The Proposal Must Show Costs & Value Created by the Deliverables
The last proposal section consists of the project costs and budget. Here’s where you pull it all together. Where you show the funding plan for that project and how it’s going to achieve its deadlines against those deliverables and for the dollar value.
Keep the Proposal Short & Concise
If you find that you are getting into a lot of detail that runs past let’s say two pages, I think it’s really important to take the time and consolidate all the main project goals from the proposal sections into an executive summary.
Put the high-level problem visions and benefits in a executive summary and make it one of the first pages in your proposal. Decision makers will take time to look at your executive summary to make sure that it’s something that they’re going to fund or decide that no, they are not going to fund it this year. Ensuring that the main project problems and your solution in an executive summary is really critical.
Ensure the Proposal Has Excellent Reader Flow
It’s important to remember the reader flow of the proposal. You need it to flow like a fiction book, at a simplified reading level. You need to tell a story and paint a picture and leave no stone unturned for your decision makers to ponder.
Everything needs to flow from the start of the problem down to the cost and benefits.
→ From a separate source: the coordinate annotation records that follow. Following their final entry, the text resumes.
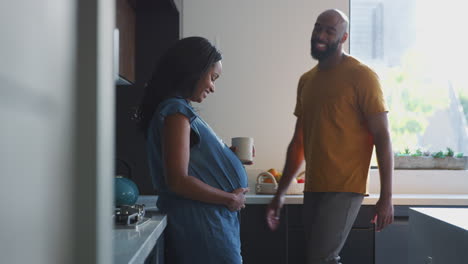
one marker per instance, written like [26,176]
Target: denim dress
[197,232]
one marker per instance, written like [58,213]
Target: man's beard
[321,55]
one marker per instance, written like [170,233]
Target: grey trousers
[328,218]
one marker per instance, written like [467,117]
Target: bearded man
[341,115]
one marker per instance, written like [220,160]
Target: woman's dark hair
[176,74]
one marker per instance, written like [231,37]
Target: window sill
[423,181]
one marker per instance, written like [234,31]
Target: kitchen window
[417,48]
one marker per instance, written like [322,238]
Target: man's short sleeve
[298,108]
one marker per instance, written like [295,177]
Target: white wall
[56,136]
[266,48]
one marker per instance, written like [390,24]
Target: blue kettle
[125,191]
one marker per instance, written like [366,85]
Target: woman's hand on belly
[238,199]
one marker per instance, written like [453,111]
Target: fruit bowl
[267,184]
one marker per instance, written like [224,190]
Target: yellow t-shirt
[333,105]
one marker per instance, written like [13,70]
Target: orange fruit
[267,180]
[275,173]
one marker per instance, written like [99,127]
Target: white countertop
[134,245]
[453,216]
[398,199]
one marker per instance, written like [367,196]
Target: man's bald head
[329,34]
[342,21]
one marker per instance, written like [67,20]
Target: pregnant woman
[200,182]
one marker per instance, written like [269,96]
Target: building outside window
[417,49]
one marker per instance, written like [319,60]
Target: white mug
[243,148]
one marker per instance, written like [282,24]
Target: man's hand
[273,212]
[383,213]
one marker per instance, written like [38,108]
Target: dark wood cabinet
[259,244]
[287,244]
[156,29]
[126,23]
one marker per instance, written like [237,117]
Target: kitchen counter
[134,245]
[438,235]
[398,199]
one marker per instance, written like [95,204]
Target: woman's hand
[238,199]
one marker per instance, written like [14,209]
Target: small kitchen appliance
[130,216]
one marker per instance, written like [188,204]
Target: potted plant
[439,160]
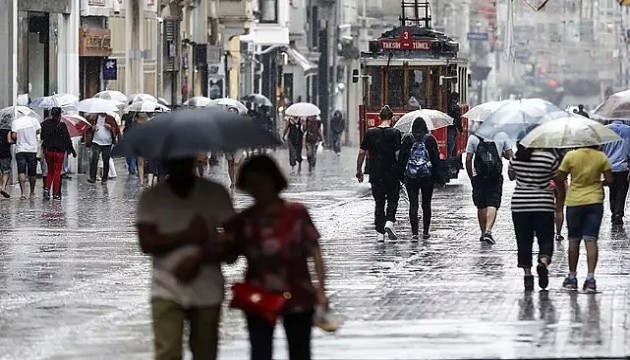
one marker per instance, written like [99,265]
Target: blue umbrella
[187,133]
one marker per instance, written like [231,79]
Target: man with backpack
[382,144]
[484,165]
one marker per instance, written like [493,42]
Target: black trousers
[618,193]
[415,187]
[386,194]
[297,327]
[530,224]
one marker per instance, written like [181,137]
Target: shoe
[543,275]
[570,283]
[487,237]
[590,285]
[389,229]
[528,281]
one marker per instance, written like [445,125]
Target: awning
[307,66]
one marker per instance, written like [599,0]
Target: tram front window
[395,87]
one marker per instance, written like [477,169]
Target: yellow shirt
[586,167]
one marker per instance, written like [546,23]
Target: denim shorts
[27,163]
[5,166]
[584,222]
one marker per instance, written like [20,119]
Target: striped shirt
[533,191]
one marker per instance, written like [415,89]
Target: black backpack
[488,163]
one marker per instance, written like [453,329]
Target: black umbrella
[189,132]
[258,99]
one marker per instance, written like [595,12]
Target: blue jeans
[584,222]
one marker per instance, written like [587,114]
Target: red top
[277,249]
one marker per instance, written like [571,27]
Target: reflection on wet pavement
[74,285]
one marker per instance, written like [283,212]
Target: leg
[168,329]
[427,196]
[260,338]
[96,153]
[413,189]
[393,195]
[204,332]
[379,207]
[298,329]
[106,153]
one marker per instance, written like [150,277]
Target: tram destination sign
[405,42]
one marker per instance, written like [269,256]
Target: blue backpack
[419,164]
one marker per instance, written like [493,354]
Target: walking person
[5,161]
[484,166]
[294,137]
[337,126]
[585,208]
[313,137]
[103,135]
[419,159]
[56,143]
[618,154]
[26,148]
[534,209]
[176,220]
[278,238]
[381,145]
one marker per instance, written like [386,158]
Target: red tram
[413,65]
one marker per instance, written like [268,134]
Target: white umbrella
[569,131]
[97,106]
[230,103]
[148,107]
[112,95]
[56,100]
[24,122]
[198,101]
[433,118]
[140,97]
[302,110]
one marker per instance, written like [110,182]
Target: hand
[188,268]
[322,299]
[360,176]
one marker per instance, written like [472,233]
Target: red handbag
[256,301]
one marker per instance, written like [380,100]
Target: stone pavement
[74,285]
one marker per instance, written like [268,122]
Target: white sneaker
[389,229]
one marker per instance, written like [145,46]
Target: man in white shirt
[484,165]
[102,137]
[177,221]
[26,146]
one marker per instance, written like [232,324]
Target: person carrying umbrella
[419,159]
[618,154]
[56,143]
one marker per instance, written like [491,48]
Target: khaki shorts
[168,330]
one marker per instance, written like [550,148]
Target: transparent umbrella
[516,118]
[8,114]
[433,118]
[569,131]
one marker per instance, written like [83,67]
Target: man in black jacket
[56,143]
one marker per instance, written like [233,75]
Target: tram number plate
[404,45]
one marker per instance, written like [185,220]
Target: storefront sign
[95,42]
[406,42]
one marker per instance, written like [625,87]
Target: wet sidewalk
[74,285]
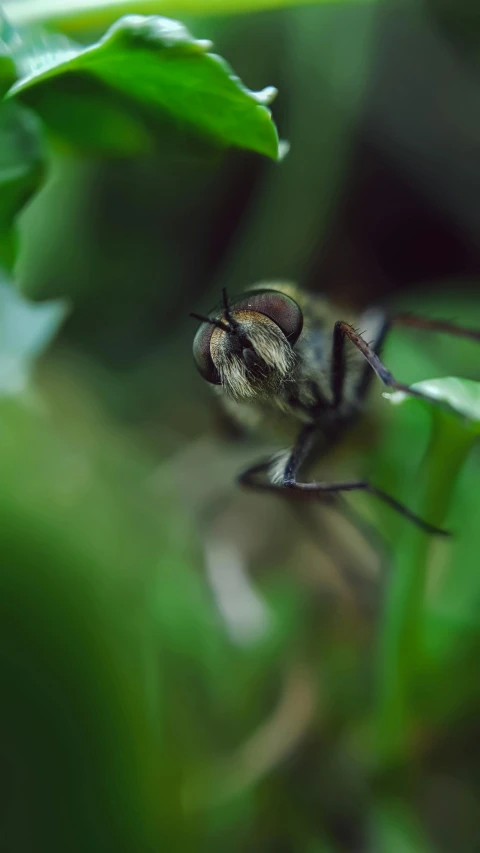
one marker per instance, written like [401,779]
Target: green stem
[400,640]
[70,16]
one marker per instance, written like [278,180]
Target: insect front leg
[290,487]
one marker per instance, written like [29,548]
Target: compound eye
[277,306]
[203,356]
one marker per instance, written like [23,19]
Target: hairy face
[247,348]
[253,360]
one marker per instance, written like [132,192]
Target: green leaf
[25,331]
[88,14]
[21,172]
[8,73]
[154,70]
[459,396]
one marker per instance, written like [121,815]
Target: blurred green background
[185,666]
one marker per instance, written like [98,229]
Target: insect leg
[295,459]
[317,490]
[343,330]
[416,322]
[290,487]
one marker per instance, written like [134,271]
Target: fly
[278,353]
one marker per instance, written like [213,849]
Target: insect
[278,355]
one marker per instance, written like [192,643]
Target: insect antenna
[226,308]
[204,319]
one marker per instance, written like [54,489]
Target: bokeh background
[188,667]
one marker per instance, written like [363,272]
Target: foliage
[183,668]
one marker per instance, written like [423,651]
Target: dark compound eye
[202,354]
[279,307]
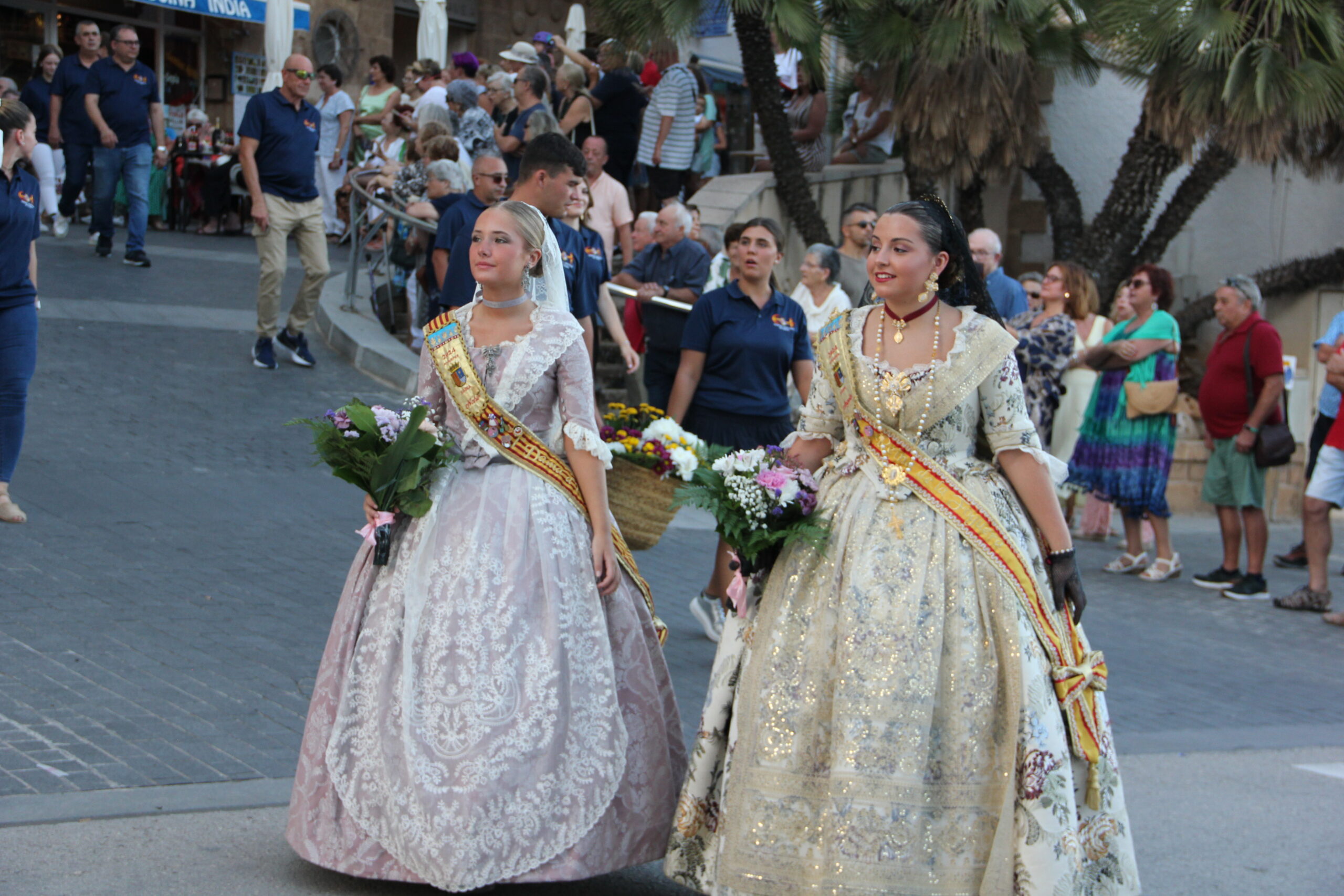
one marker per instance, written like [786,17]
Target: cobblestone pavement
[163,612]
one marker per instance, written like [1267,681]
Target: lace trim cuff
[586,440]
[793,437]
[1058,469]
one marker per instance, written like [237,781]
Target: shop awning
[237,10]
[721,70]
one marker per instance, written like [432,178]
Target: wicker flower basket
[640,501]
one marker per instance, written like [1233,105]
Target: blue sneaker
[298,347]
[264,354]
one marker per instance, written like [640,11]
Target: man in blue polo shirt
[121,97]
[452,242]
[550,175]
[276,147]
[671,267]
[70,128]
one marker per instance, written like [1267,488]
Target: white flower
[686,462]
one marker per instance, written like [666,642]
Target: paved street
[163,613]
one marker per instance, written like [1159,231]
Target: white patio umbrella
[575,27]
[432,34]
[280,39]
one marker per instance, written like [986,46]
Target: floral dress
[481,714]
[884,722]
[1043,352]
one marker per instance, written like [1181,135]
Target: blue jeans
[131,164]
[18,361]
[77,172]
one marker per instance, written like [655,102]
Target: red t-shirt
[1222,394]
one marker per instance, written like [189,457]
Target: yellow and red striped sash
[1077,672]
[444,340]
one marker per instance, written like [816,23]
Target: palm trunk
[971,206]
[1113,236]
[762,81]
[1213,166]
[1062,205]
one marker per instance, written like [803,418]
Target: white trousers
[50,166]
[328,182]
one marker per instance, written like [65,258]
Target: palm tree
[967,80]
[1225,81]
[796,23]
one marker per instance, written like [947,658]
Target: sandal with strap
[1155,574]
[11,512]
[1127,563]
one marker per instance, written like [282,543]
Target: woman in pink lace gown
[483,714]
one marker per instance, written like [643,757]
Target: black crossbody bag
[1275,444]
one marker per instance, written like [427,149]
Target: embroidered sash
[445,344]
[1077,672]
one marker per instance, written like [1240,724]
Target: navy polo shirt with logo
[124,99]
[19,226]
[287,140]
[594,270]
[68,83]
[749,351]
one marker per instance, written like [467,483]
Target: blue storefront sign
[237,10]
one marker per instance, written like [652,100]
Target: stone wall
[734,198]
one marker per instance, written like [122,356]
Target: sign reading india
[236,10]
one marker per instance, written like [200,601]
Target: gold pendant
[893,476]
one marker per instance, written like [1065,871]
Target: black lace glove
[1065,582]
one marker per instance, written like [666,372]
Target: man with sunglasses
[121,97]
[857,226]
[452,268]
[277,141]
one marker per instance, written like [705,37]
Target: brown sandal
[11,512]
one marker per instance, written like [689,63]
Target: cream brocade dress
[884,722]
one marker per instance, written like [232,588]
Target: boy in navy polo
[121,97]
[277,140]
[70,128]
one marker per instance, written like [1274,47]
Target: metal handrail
[361,205]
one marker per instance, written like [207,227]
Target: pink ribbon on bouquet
[738,589]
[382,518]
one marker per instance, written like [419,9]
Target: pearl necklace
[893,385]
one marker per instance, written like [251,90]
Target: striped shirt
[675,97]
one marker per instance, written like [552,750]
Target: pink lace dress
[481,715]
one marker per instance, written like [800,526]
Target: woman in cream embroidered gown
[481,714]
[884,721]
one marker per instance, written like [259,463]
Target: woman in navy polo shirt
[731,388]
[19,227]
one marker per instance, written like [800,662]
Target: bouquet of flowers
[644,436]
[762,501]
[389,455]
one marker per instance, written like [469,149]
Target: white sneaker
[709,613]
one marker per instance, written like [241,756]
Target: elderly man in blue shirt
[671,267]
[121,97]
[277,143]
[988,251]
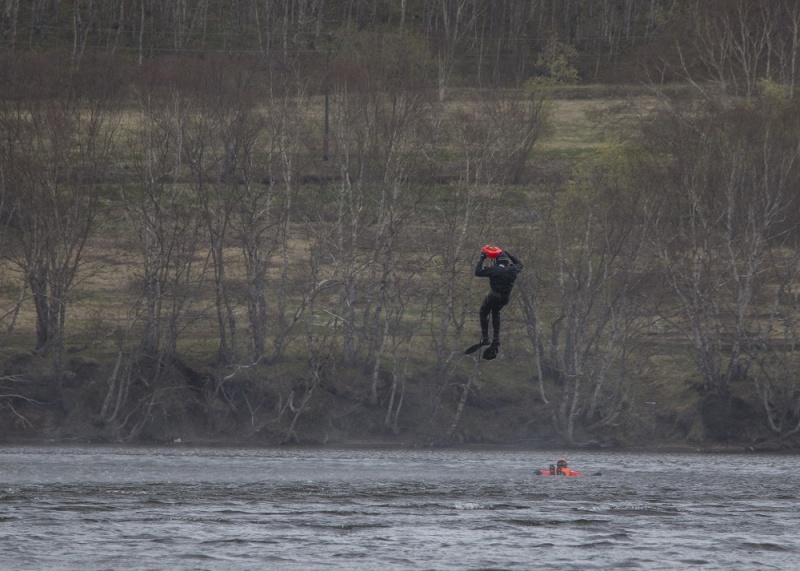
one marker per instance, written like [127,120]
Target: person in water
[502,273]
[561,469]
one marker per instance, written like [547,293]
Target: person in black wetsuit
[502,274]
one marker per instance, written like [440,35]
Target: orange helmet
[491,251]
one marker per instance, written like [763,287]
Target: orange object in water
[491,251]
[564,472]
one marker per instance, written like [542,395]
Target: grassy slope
[503,406]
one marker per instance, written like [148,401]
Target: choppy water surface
[206,508]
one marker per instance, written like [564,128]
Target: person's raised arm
[479,265]
[514,259]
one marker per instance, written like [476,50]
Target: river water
[295,508]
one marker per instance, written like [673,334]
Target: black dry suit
[501,281]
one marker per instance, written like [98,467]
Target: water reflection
[205,508]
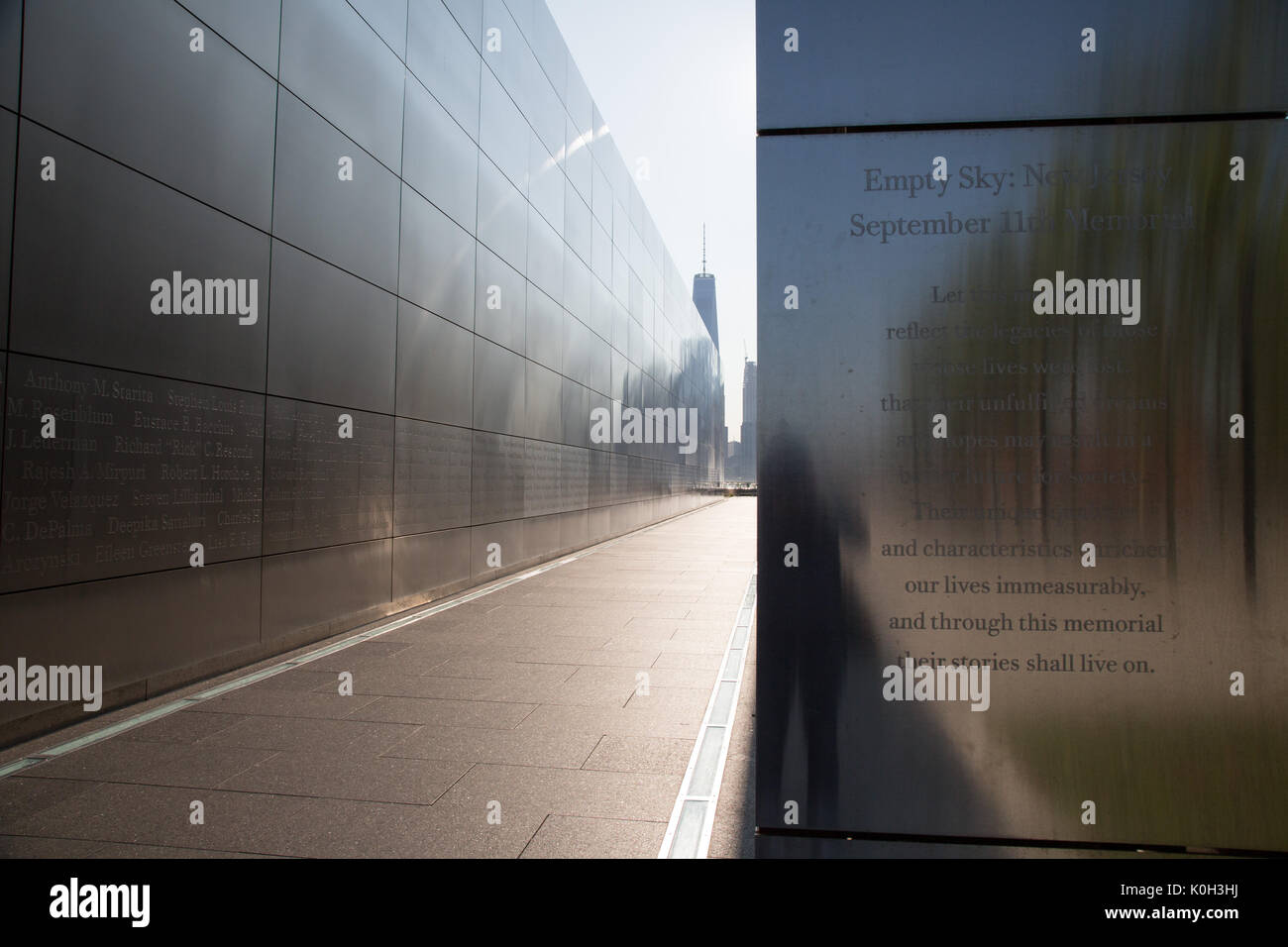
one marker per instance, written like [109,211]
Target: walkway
[513,724]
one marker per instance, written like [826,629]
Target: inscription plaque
[137,470]
[321,488]
[999,433]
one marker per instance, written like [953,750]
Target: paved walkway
[507,725]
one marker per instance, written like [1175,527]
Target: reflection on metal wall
[335,291]
[1076,486]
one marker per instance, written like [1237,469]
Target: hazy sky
[675,81]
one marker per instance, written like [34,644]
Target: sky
[675,80]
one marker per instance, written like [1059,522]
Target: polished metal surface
[938,60]
[467,299]
[133,99]
[349,223]
[86,250]
[333,335]
[1061,429]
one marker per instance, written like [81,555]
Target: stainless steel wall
[881,543]
[487,277]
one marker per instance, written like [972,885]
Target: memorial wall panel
[1024,419]
[9,153]
[500,302]
[334,337]
[445,60]
[249,25]
[11,53]
[108,474]
[389,440]
[112,268]
[436,261]
[121,78]
[436,368]
[344,71]
[936,60]
[329,475]
[432,476]
[428,562]
[439,159]
[325,587]
[389,20]
[349,223]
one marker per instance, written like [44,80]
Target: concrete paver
[514,724]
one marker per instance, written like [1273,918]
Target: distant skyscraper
[704,295]
[747,453]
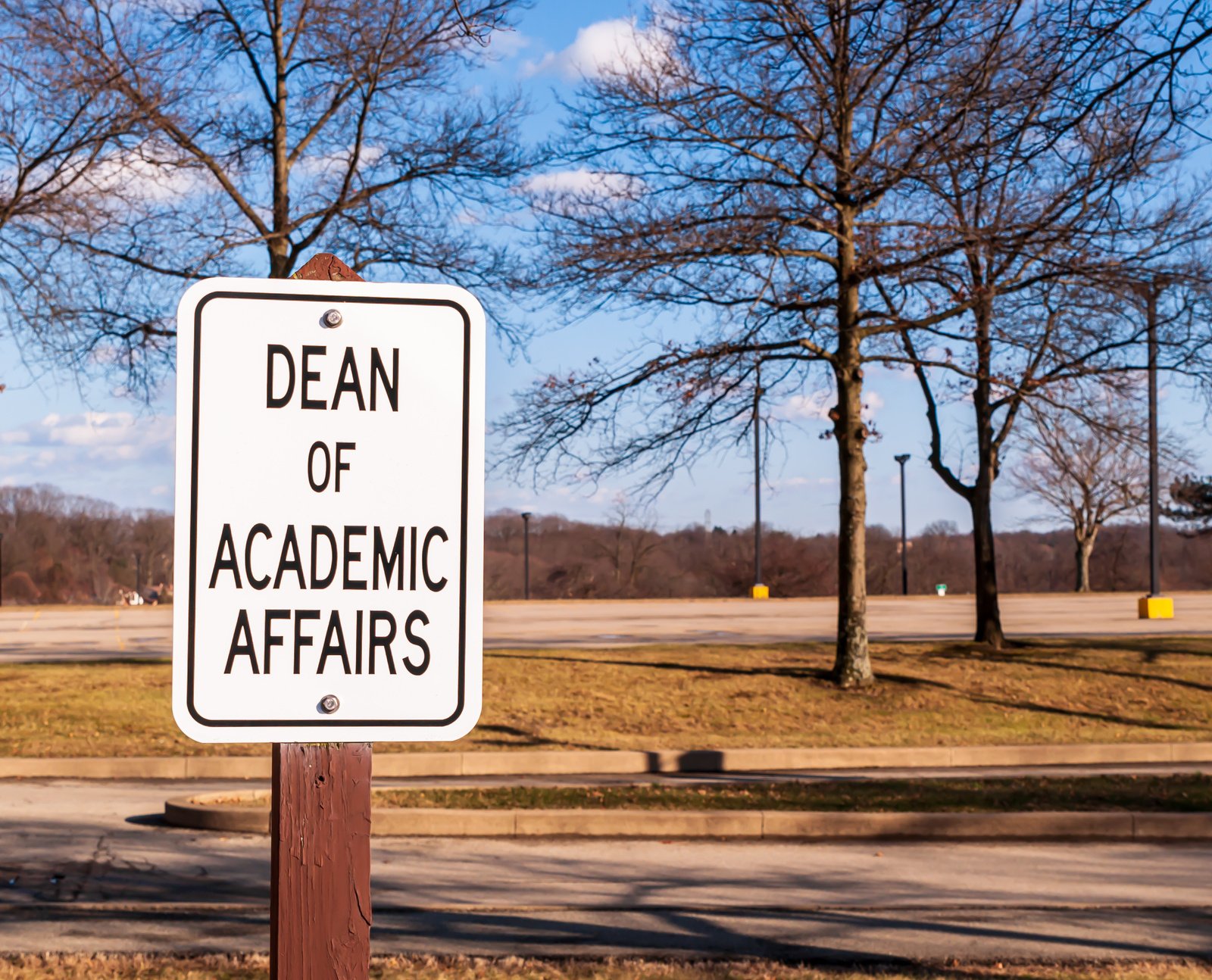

In terms of your key themes, your project needs to be expounded upon, needs to be mentioned at the start and then further drill down throughout the rest of your project proposal.
For example, if you have items that you are introducing in your deliverables that don’t fit in with solving the problems that you have identified or fit in with the benefits that you’re going to realize, your decision makers will look at that and it will cause them to think a little bit more about your proposal in terms of does this proposal really in a tight way communicate the objectives it’s going to achieve for the organization.
How to Get the Proposal Accepted and Funded
Your project proposal is one key way for you to communicate your project’s vision and benefits to the organization. But a project proposal in itself is not going to sell your project and get it funded and resourced. Only you can do that.
As mentioned in the start, the proposal will help you sell your project and get it funded, but really you need to be out there actively lobbying for that project to get it off the ground.